I remember having to research and then present a short 'leaaon' when I was in junior school and I am almost 60, so it's definitely not a new thing.

poopypants · 27/06/2019 08:46

So you have your answer OP. Some schools don't do oracy grades in every subject, others do. Pretty much all schools to oracy for some subjects.

Tallgreenbottle · 27/06/2019 08:48

OP my school had Oracy grades when I was in Juniors. I'm 33. Yabvvu.

Tawdrylocalbrouhaha · 27/06/2019 08:54

I must say it's a new one on me, but I think it's a brilliant idea. I bet it would be useful for thinking about university courses, careers etc, and used alongside other abilities could help predict what someone is likely to succeed at.

SD1978 · 27/06/2019 09:00

To answer your question- yes. We receive this as part of the English grade every term.

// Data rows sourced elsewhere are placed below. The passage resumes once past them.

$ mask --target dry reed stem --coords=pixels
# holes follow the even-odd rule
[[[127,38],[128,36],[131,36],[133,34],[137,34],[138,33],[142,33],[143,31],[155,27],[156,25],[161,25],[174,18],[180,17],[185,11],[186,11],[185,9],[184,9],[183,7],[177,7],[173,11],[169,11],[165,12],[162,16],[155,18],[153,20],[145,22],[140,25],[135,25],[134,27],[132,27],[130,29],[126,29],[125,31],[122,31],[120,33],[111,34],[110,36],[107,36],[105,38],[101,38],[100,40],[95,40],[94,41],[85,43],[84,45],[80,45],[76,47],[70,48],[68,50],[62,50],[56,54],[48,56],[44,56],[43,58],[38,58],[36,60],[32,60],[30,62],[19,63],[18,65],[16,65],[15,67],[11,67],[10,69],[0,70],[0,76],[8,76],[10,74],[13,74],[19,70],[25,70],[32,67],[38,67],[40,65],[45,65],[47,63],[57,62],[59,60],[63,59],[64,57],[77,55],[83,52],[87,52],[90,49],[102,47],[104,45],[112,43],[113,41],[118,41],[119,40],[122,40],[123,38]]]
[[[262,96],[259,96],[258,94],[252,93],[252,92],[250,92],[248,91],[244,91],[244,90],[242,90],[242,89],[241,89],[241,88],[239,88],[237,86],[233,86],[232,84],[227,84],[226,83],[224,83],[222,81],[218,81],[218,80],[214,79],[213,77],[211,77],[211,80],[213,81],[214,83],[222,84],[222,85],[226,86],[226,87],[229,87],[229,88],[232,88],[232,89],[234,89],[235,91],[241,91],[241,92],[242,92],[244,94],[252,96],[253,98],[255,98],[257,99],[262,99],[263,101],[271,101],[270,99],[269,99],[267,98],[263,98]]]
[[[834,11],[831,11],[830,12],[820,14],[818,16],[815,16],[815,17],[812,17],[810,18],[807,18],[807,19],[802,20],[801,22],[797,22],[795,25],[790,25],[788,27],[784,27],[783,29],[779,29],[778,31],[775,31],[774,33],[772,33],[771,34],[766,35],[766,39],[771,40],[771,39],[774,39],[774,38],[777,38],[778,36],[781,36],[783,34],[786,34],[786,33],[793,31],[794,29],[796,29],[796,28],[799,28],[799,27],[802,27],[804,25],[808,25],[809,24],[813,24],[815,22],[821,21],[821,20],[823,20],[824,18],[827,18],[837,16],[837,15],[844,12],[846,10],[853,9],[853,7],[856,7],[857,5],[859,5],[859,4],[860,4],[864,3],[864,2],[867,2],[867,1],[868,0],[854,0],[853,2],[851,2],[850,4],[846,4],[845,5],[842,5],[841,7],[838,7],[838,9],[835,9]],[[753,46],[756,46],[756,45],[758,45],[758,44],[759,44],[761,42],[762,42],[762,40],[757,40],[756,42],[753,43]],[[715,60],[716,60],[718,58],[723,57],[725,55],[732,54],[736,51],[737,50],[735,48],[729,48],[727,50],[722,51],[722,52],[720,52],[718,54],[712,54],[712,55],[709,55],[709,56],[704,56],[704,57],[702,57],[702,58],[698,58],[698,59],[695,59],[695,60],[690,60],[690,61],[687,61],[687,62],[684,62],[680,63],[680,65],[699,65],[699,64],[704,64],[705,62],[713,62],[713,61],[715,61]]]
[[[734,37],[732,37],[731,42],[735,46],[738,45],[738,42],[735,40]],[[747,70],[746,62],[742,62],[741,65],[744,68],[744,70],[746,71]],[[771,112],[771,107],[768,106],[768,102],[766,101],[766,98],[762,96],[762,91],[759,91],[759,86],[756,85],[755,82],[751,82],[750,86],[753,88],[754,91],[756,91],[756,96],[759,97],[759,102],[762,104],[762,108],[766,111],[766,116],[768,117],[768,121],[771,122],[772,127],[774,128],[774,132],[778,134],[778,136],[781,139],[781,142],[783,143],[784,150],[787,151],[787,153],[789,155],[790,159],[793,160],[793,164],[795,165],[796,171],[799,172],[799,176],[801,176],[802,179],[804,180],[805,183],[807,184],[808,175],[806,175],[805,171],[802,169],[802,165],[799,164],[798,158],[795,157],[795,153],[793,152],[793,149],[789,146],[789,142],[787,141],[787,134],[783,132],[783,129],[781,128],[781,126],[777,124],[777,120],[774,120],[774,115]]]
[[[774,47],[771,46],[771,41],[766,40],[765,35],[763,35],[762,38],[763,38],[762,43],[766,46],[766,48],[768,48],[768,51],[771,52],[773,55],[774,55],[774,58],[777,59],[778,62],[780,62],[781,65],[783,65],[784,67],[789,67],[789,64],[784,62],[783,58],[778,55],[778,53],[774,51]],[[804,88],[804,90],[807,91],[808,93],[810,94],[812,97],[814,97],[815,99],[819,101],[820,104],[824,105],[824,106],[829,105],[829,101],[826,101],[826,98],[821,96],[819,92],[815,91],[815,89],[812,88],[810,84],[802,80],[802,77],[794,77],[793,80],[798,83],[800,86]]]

mrsm43s · 27/06/2019 09:01

She is quiet, that is her nature. It doesn't mean she can't express herself, it doesn't mean she's not following the lesson.

Being quiet, but still able to express herself will not give her a low oracy grade.

If she is being graded low for oracy, then this is an indication that she is not able to express her views articulately, and this is an area where she needs additional development.

It is not a grade for personality - that is irrelevant, many quiet people are very effective communicators. It is a grade based on her ability to communicate effectively.

EvaHarknessRose · 27/06/2019 18:58

No, our school doesn’t do this. I think I would like it. Dd2 is an excellent student but rarely speaks up because she doesn’t see any value in it, and has become quite anxious about public speaking (in primary she spoke up lots and was regularly called on to speak/narrate in assemblies). Dd1 doesn’t speak up so as not to draw attention or bullying. I think they would both do it if it was a graded expectation.